So I'm on day 5 and I asked my husband if he would tell me 3 things that I do to make him uncomfortable or that irritate him and he just said "I don't know..." in a mildly irritated voice.
I said ok, well mull it over while you're on the computer and you can tell me when you come to bed.
I'm not sure what I got from that except that asking him questions seems to irritate him. LOL
I'm going to go pray and go to bed.
Did I complete today's dare? It doesn't feel like it.
You did. Trusting Christ to do the dares no matter what you think the outcome will be is a big step. When we can trust Christ and not worry about the responses and have no expectations then we are growing in Christ.
When we do not manipulate the dares then we are really looking to Christ to carry us through the outcome.
Thank you for being here, Sean.
I've been reading the forums and you are truly a blessing.
Sean, I have been following on here for a couple days, and your resposes to others are so helpful. I am doing the love dare and just completed day 5. My husband doesn't live at home, we are actually divorced, it was my understanding that the only reason we were filing for divorce was for financial reasons ( long story). that we would work on our relationship and see if we could work things out. After 5 months of him being gone, i called him and told him i loved him and have come to realize and acknowledge all the things i did that were wrong, and that i wanted to work on us. He is very angry. 2 years agos, i was depressed, i felt like he didn't love me anymore, and we were just coexisting. i turned to an old friend (male). when i say i turneds to him, it was just conversations on the phone and text, nothing physical. my husband found out and asked me to stop and i didn't. I know i was wrong, and i know i hurt him very badly. i am so sorry for what i have done, and i want more then anything to fix our relationship and mend our broken family. Him and i had been together 19 years, and had a great relationship up until that point. we shared everything together and did everything together.
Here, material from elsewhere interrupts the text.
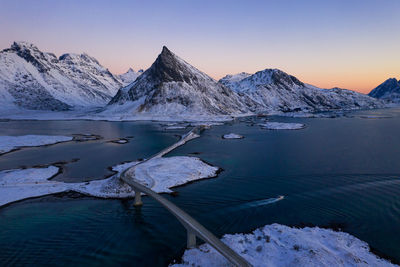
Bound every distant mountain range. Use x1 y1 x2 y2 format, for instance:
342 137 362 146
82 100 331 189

This is so painful for me. i completed day 5 by asking him those questions, had to do it by email due to him not wanting to talk to me, his response was NO. i didn't say anything else, i just sat and cried. I can't give up on him or us but i am losing hope. Please help.
I asked my fiance those questions yesterday by text because he avoids coming home til I'm in bed or answering his phone so I understand your pain. I received no response. He ignores 99% of my texts. I think the purpose of the dares is not to make them do it with you but to trust God. He knows you did what you're supposed to do as far as the asking now you have to leave it to God and just put your trust and faith in him. He's working behind the scenes and you have to BELIEVE that everything will work out. Prayers and hugs to you.
The dares are a journey. One between you and Christ. Not you and your husband. Take them one day at a time. Do not look ahead. But if you get a moment read the appendix, especially the part on leading your heart.
You trusted Christ enough to complete the dare. The most important thing about doing the dares is trusting Christ to do them the way they are intended and do not manipulate them to your liking. Then to understand it is not the response that makes them a success. It is understanding the humbleness that Christs blesses you with that makes them a success.
You need to get right with Christ first, then love Christ first. This is the only way you can love your husband better than you did in the past. If not, you are still following your heart and living for the moment. And continuing to do things your way is not going to get you there. Heck, we all see where our ways get us!
Dont lose hope. In fact finding Christ is what gives us hope. He is hope! He is love!
Allow Him to mold you in this journey.
Sean, thank you for the insight into doing the dares the way they are intended. This is my second time doing the book. The first time I didn't take it seriously and definitely manipulated the dares for my own use. I would warn others not to do this.
If you get time. To help it may be a good idea to read my journals. Many have gotten insight from them on this journey.